Background: Historically, estrogen receptor (ER) determinations have been made by the ligand-binding assay of tumor homogenates, primarily by the dextran-coated charcoal method (DCC). Immunocytochemical assays (ICA) for ER are more recent and have been executed mostly on frozen sections with the monoclonal antibody H222Sp gamma (H222). Lately, new monoclonal antibodies derived by recombinant ER technology have been developed that work well on paraffin embedded, formalin fixed tissue sections. However, there is little information as to whether such assays prognosticate endocrine response.

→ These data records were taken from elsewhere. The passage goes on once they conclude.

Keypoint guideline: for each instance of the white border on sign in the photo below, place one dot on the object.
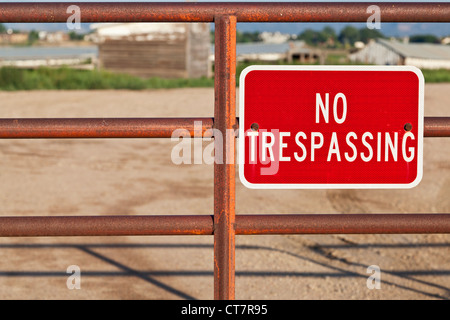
(249, 69)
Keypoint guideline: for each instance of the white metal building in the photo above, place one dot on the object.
(391, 52)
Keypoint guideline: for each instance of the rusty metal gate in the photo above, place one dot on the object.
(224, 224)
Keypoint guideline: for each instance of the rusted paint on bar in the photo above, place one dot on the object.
(244, 12)
(245, 225)
(104, 128)
(224, 168)
(437, 127)
(29, 128)
(343, 224)
(105, 226)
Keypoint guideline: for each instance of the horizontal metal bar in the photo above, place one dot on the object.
(105, 226)
(244, 12)
(343, 224)
(204, 225)
(437, 127)
(103, 128)
(32, 128)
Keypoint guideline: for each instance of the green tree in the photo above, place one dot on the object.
(424, 38)
(366, 34)
(349, 35)
(310, 36)
(245, 37)
(75, 36)
(327, 35)
(33, 36)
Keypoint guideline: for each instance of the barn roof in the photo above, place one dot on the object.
(418, 50)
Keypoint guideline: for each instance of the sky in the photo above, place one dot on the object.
(389, 29)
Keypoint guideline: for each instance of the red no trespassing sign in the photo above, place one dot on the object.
(331, 127)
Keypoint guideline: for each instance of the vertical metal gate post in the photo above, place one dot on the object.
(224, 166)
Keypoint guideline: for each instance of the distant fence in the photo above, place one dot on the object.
(224, 225)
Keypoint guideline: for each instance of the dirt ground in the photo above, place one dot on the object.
(131, 177)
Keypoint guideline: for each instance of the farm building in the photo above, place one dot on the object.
(168, 50)
(390, 52)
(271, 52)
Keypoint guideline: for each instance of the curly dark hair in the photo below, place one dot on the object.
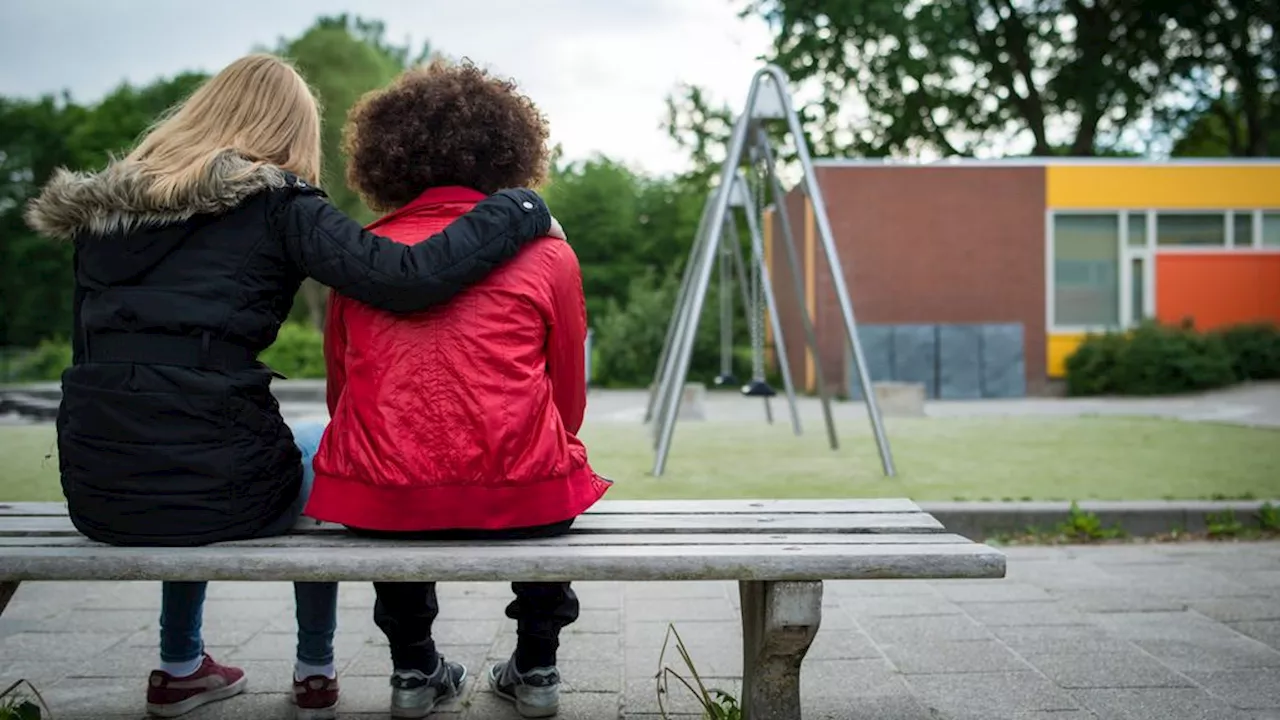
(443, 124)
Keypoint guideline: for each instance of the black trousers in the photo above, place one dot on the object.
(406, 611)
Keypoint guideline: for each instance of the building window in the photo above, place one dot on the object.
(1137, 229)
(1138, 290)
(1271, 229)
(1242, 228)
(1086, 270)
(1191, 229)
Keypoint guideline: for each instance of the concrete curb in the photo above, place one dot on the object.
(1141, 518)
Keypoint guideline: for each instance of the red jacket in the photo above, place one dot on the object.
(464, 417)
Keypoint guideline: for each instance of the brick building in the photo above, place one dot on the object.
(978, 278)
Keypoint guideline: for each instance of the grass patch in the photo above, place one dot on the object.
(937, 459)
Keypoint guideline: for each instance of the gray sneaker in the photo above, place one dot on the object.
(535, 693)
(415, 695)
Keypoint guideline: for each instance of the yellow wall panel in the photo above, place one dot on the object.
(1060, 346)
(1157, 186)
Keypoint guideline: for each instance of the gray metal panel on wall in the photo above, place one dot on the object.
(878, 350)
(915, 356)
(959, 361)
(1004, 364)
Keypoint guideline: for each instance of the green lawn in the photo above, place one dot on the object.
(938, 459)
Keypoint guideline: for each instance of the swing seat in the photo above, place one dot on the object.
(758, 388)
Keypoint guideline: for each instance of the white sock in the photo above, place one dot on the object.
(304, 670)
(182, 669)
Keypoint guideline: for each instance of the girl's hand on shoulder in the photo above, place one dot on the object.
(556, 231)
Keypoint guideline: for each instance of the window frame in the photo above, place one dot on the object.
(1123, 259)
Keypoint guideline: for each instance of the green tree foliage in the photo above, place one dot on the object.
(1226, 67)
(342, 59)
(954, 76)
(621, 226)
(36, 137)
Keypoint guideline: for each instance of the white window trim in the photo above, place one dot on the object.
(1152, 217)
(1050, 290)
(1148, 253)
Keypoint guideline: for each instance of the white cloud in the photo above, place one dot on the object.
(598, 68)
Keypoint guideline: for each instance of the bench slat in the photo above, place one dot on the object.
(511, 563)
(606, 523)
(631, 506)
(318, 541)
(752, 506)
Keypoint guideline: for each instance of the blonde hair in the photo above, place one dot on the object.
(259, 106)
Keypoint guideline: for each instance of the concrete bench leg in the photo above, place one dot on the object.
(780, 621)
(7, 591)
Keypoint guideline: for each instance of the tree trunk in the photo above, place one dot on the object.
(316, 297)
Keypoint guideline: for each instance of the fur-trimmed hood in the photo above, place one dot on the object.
(117, 199)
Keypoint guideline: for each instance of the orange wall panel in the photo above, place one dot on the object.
(1217, 288)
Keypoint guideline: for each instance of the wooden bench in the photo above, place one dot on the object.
(777, 550)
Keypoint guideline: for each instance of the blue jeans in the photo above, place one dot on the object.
(183, 604)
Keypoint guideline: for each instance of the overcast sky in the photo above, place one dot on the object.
(599, 69)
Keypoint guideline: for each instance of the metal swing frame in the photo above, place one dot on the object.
(767, 100)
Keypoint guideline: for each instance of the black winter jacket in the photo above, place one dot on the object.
(168, 433)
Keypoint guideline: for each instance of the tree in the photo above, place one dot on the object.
(342, 58)
(36, 137)
(621, 224)
(956, 76)
(1228, 65)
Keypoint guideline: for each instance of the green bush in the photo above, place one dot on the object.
(1153, 359)
(1255, 350)
(1092, 368)
(45, 363)
(297, 352)
(629, 337)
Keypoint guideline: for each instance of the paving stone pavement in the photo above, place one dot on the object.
(1175, 632)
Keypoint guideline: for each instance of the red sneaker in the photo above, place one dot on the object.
(316, 698)
(170, 697)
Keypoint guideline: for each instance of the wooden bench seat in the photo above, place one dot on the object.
(777, 550)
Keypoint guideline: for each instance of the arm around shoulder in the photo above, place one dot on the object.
(337, 251)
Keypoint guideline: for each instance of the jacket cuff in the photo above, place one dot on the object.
(539, 217)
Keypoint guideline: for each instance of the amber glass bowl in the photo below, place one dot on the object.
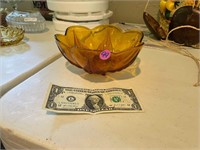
(105, 48)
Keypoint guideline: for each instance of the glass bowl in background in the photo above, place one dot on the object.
(29, 21)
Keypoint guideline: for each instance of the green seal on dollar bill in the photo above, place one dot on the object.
(116, 99)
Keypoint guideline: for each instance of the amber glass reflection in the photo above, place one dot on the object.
(82, 46)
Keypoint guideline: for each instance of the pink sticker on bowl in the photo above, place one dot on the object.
(104, 55)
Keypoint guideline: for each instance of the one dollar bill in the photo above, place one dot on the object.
(80, 100)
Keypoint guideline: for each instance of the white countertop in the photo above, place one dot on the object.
(19, 62)
(162, 80)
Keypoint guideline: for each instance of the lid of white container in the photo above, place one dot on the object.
(77, 6)
(83, 16)
(61, 26)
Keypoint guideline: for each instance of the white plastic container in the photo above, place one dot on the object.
(83, 16)
(61, 26)
(78, 6)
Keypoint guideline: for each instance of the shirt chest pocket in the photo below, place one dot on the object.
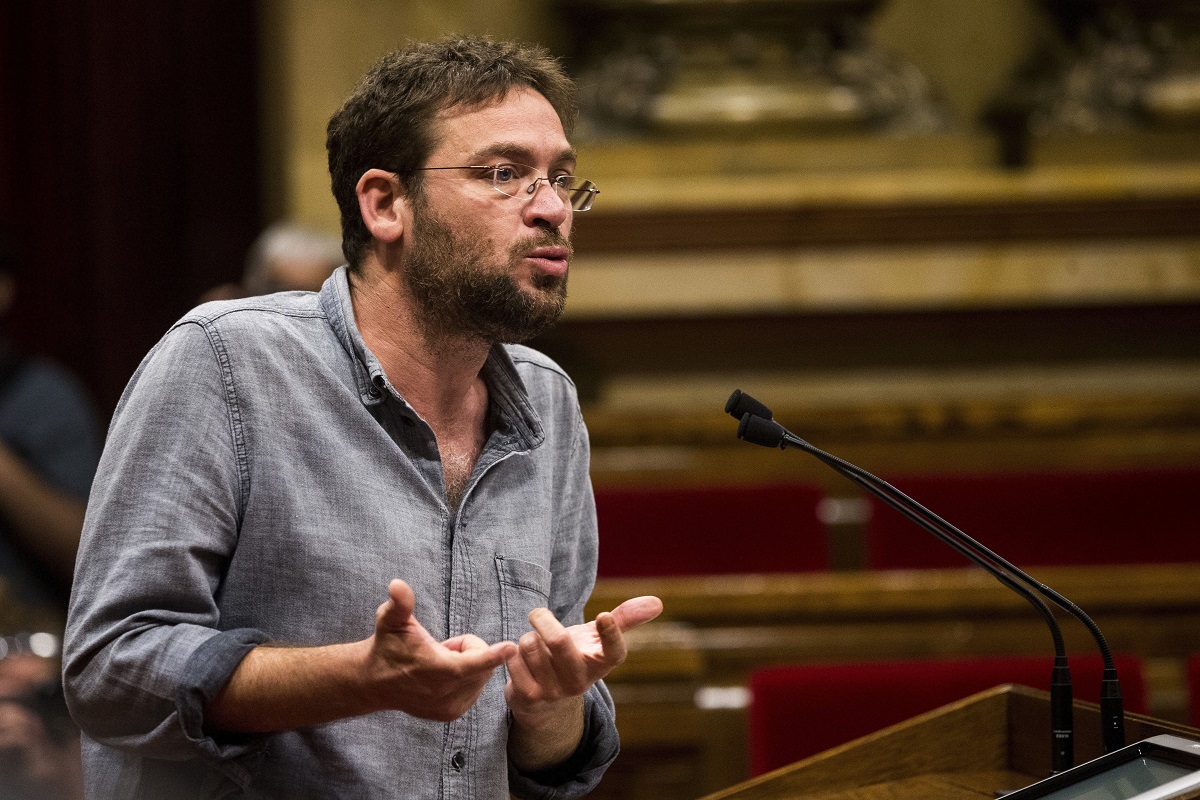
(525, 585)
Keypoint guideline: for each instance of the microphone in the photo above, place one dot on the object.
(761, 429)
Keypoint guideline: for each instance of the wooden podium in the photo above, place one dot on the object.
(988, 743)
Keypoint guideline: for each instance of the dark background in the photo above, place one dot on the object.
(129, 170)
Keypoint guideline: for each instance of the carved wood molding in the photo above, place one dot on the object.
(887, 223)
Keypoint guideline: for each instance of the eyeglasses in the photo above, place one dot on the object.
(521, 179)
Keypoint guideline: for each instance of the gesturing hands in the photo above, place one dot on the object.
(423, 677)
(552, 669)
(556, 662)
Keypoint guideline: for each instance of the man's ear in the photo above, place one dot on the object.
(383, 206)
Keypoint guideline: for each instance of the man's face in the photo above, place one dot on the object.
(479, 262)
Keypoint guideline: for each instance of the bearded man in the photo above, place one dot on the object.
(280, 464)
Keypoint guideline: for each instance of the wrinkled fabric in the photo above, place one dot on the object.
(263, 481)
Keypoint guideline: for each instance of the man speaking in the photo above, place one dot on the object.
(340, 543)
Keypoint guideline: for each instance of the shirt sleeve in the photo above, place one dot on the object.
(143, 649)
(575, 569)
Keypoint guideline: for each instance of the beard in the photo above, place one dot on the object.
(461, 290)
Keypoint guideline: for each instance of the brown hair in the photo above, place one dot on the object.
(388, 121)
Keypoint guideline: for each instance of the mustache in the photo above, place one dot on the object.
(545, 239)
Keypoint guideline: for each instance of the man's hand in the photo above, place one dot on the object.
(401, 667)
(417, 674)
(553, 668)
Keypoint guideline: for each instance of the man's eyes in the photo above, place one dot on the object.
(507, 173)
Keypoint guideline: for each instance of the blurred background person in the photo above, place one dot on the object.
(285, 257)
(39, 743)
(49, 445)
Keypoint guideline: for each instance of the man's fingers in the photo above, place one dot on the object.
(550, 630)
(612, 641)
(465, 642)
(636, 612)
(401, 602)
(487, 657)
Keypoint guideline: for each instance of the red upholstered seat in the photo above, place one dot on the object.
(1194, 691)
(797, 711)
(1038, 519)
(709, 530)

Methods: Using antigen retrieval, the immunoglobulin G1 monoclonal antibody ER1D5, and the streptavidin-biotin detection system, 74 patients with breast cancer in whom endocrine response was known were assayed and the results compared with ER by DCC and ER by ICA in frozen section with H222.
Results: ER1D5 in paraffin provided the highest correlation with endocrine response (Kendall's tau [r] = 0.57; P<0.001) whereas ER by DCC failed to correlate (r= -0.002; P<0.99). ER1D5 in paraffin correlated weakly though significantly with DCC (Kappa Statistic [K] = 0.204; P<0.02). H222 in frozen sections also correlated moderately with endocrine response (r = 0.34; P<0.001).
Conclusions: ER can be detected in routine tissue sections processed with antigen retrieval and ER1D5, and can be relied upon to provide accurate prognostic information regarding response to endocrine therapies in breast cancer patients.